I dream of a reverse marketplace, a sort of backwards kickstarter (but not kickstopper, as amusing as that is). It would be a website with a huge inventory (possibly borrowed from Amazon's databanks, like swap.com) where buyers can post offered prices. Then the vendors can browse this collection of data and determine if, e.g., there are millions of dollars to be made if they decrease the price of that CD from $10 to $5. (This still provides more control than the pay-what-you-can and pay-what-you-want models used by JoCo and AFP.)
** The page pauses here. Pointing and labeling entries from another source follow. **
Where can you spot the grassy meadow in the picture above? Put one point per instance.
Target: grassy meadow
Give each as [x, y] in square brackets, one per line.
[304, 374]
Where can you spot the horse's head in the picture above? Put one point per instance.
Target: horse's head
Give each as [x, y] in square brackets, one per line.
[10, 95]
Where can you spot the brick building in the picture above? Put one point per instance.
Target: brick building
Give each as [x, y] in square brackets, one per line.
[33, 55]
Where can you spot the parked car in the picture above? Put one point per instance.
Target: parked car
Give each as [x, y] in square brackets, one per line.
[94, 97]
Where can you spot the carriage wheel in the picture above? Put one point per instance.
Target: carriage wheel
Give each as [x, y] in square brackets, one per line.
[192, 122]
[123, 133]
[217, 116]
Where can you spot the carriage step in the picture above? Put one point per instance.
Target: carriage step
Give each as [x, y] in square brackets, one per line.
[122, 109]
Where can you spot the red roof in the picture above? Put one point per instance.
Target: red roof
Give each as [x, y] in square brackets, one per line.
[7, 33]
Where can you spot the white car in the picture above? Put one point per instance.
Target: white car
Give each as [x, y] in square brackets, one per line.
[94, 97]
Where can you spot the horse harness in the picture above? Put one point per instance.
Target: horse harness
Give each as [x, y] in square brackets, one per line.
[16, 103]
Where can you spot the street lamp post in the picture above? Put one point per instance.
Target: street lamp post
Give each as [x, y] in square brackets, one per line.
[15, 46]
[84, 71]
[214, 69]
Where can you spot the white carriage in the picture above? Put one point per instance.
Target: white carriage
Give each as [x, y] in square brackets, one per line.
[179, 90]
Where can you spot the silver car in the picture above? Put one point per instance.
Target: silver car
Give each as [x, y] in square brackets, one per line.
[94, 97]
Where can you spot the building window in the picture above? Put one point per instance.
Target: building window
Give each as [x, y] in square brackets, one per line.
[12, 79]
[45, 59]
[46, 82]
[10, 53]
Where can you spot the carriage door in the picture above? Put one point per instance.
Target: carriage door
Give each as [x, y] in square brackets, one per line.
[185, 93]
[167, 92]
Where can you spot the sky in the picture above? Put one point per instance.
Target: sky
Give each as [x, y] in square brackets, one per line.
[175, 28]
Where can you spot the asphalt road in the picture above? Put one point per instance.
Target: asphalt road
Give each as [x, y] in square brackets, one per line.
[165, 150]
A secondary benefit of such a site is to reverse-kickstart things. There are books, music, and games that I _would_ buy -- at their present prices-- if they were availabe WITHOUT DRM. So I'd reverse-bid on those. But they're currently only available WITH DRM, which is a no-go and worth $0 to me. This would show vendors, publishers, and creators how many sales they are MISSING because of DRM. It could also show publishers other data about formatting (this movie is in high demand on DVD but not Blu-Ray; this music will sell as vinyl but not CD, etc.).
Think about it as voluntary market research data. I am willing -- WILLING -- to give advertisers, publishers and vendors this data. This VALUABLE DATA ABOUT MY SPENDING PREFERENCES AND HABITS.
Do you hear me, online sellers?
This post's theme word is samizdat, "an underground publishing system used to print and circulate banned literature clandestinely. Also, such literature."